In Deacon King Kong, McBride brings to vivid life the people affected by the shooting: the victim, the African-American and Latinx residents who witnessed it, the white neighbors, the local cops assigned to investigate, the members of the Five Ends Baptist Church where Sportcoat was deacon, the neighborhood’s Italian mobsters, and Sportcoat himself.
As the story deepens, it becomes clear that the lives of the characters–caught in the tumultuous swirl of 1960s New York–overlap in unexpected ways. When the truth does emerge, McBride shows us that not all secrets are meant to be hidden, that the best way to grow is to face change without fear, and that the seeds of love lie in hope and compassion.
How the One-Armed Sister Sweeps Her House
In the tradition of Zadie Smith and Marlon James, a debut novel, set in Barbados, about four people confronting violence and love in a beachfront “paradise”
In Baxter’s Beach, Barbados, Lala’s grandmother Wilma tells the story of the one-armed sister, a cautionary tale about what happens to girls who disobey their mothers and go into the Baxter’s Tunnels. When she’s grown-up, Lala lives on the beach with her husband, Adan, a petty criminal with endless charisma whose thwarted burglary of one of the beach mansions sets off a chain of events with terrible consequences. A gunshot no one was meant to witness. A new mother whose baby is found lifeless on the beach. A woman torn between two worlds and incapacitated by grief. And two men, driven into the Tunnels by desperation and greed, who attempt a crime that may cost them their freedom—and their lives.
How the One-Armed Sister Sweeps Her House is an intimate and visceral portrayal of interconnected lives across race and class in a rapidly changing resort town, told by an astonishing new author of literary fiction.

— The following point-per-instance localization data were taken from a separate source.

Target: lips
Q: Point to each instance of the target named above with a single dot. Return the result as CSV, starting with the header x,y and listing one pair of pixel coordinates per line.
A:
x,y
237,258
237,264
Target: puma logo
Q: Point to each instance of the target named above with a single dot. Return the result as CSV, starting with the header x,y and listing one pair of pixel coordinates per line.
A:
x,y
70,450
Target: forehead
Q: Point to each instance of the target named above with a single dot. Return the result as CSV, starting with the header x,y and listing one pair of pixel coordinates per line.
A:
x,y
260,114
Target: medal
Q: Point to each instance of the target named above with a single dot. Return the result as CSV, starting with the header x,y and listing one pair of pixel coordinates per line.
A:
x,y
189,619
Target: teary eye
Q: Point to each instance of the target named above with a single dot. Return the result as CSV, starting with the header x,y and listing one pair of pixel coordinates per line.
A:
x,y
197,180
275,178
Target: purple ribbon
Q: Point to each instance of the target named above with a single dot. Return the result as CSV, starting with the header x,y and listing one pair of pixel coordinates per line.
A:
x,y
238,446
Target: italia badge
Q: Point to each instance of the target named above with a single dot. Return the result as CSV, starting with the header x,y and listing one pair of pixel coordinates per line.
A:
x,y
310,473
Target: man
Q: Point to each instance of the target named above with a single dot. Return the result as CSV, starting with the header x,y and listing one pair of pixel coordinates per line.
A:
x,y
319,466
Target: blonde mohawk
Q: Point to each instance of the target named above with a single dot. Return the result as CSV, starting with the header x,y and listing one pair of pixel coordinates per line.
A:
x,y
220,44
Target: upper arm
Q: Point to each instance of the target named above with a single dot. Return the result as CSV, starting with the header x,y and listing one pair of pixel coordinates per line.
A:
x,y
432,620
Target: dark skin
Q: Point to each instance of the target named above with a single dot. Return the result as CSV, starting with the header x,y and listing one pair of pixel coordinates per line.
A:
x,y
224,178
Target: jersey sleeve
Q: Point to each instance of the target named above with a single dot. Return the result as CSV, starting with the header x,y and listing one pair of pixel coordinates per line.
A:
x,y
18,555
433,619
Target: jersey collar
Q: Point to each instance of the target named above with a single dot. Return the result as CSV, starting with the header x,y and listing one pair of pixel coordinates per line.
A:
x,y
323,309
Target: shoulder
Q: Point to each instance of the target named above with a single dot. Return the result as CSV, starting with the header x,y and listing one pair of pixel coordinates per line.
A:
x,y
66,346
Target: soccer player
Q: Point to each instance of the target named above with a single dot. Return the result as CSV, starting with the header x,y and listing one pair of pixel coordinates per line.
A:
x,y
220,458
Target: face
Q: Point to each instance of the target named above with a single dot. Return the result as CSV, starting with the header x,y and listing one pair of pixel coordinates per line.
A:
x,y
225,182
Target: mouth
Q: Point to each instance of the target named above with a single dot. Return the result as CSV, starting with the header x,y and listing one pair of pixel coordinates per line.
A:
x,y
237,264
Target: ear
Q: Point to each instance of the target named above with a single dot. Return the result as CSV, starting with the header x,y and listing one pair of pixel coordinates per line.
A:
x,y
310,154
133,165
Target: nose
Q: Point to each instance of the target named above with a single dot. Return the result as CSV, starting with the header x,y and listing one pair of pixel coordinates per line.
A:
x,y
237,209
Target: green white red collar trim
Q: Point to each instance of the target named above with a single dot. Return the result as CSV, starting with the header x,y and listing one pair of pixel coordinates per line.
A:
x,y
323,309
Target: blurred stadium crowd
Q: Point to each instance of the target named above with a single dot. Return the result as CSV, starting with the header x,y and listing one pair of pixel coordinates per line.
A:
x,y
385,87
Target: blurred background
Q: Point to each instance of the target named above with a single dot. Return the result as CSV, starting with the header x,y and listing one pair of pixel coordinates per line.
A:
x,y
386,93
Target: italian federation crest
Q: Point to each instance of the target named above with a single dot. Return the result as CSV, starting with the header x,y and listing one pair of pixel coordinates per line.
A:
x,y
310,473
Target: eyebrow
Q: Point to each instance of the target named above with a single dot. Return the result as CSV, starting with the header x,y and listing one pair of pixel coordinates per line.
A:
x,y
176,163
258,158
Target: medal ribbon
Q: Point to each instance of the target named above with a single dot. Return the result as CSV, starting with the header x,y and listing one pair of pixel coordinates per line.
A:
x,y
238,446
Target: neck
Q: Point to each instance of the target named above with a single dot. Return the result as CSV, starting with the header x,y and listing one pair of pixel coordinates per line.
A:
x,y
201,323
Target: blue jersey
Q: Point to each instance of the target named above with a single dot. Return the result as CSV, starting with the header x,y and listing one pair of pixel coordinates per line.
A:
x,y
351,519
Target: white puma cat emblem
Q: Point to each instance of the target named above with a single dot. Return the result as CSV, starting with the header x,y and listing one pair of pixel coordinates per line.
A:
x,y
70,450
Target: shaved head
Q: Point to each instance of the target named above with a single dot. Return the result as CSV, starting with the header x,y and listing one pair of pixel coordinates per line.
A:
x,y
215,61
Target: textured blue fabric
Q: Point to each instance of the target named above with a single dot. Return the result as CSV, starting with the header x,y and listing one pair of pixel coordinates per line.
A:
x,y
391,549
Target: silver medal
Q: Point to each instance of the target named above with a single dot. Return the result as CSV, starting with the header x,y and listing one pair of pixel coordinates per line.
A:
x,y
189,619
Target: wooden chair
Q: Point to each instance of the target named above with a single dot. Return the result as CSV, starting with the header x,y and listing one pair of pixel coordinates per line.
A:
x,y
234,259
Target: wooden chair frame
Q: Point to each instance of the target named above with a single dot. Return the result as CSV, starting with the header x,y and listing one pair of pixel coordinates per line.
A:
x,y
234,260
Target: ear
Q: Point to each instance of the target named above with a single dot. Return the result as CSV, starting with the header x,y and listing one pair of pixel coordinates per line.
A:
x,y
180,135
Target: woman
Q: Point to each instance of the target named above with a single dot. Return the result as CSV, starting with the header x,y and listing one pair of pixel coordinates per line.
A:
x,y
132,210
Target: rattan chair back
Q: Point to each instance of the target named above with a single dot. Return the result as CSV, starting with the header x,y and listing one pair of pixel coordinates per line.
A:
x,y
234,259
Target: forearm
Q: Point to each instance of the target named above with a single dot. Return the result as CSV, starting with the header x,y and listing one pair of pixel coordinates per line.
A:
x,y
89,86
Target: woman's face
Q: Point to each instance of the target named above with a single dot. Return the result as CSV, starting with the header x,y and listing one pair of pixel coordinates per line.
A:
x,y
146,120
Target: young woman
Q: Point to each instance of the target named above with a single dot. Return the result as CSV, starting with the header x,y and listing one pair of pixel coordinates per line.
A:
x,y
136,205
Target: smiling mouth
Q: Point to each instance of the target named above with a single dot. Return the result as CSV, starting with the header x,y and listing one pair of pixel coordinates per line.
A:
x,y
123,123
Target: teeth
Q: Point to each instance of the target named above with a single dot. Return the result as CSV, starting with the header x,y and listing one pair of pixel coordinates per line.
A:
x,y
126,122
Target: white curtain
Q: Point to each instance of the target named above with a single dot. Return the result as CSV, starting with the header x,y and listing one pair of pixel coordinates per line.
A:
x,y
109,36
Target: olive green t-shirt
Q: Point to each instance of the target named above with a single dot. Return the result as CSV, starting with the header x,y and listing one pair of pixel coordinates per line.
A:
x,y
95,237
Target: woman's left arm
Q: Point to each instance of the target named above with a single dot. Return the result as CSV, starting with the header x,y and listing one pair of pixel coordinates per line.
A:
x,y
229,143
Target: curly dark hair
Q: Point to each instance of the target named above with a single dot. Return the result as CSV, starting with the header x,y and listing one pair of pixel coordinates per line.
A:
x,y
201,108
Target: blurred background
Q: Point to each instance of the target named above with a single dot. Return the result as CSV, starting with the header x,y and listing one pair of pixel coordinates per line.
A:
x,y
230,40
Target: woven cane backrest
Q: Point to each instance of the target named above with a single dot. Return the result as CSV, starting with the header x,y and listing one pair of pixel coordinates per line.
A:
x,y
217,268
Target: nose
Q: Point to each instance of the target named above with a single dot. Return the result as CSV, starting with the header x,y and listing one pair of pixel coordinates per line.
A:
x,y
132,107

“You’re gonna need a rock and a whole lotta medicine” is a mantra that Jonny Appleseed, a young Two-Spirit/Indigiqueer, repeats to himself in this vivid and utterly compelling novel. Off the reserve and trying to find ways to live and love in the big city, Jonny becomes a cybersex worker who fetishizes himself in order to make a living. Self-ordained as an NDN glitter princess, Jonny has one week before he must return to the “rez,” and his former life, to attend the funeral of his stepfather. The next seven days are like a fevered dream: stories of love, trauma, sex, kinship, ambition, and the heartbreaking recollection of his beloved kokum (grandmother). Jonny’s world is a series of breakages, appendages, and linkages–and as he goes through the motions of preparing to return home, he learns how to put together the pieces of his life. Jonny Appleseed is a unique, shattering vision of Indigenous life, full of grit, glitter, and dreams.
Like Rum-Drunk Angels
Francis Blackstone is a fourteen-year-old gunslinger with a heart of gold.
He’s fallen for the mayor’s daughter and resolves to make his mark, and his fortune, to win her favour. And what better way than to rob a Manhattan Company bank? Enter Bob Temple, the volatile outlaw who takes Francis under his wing— though not without a degree of suspicion— and so begins the adventures of the Blackstone Temple Gang as they crisscross the west in search of treasure, redemption, and the possibility of requited love.
After an encounter with a rival gang, Francis and Bob Temple are chased over the Sierras to California, where they enjoy unexpected fame as gentleman bandits. But their newfound celebrity brings hardships as well, and when their final job takes a startling turn, Francis is forced to discover what it means to make peace with a world that stands against him.
At once a tribute to boyhood enthusiasm and the heroes of classical quests, Like Rum-Drunk Angels is an offbeat, slightly magical, entirely original retelling of Aladdin as an American western.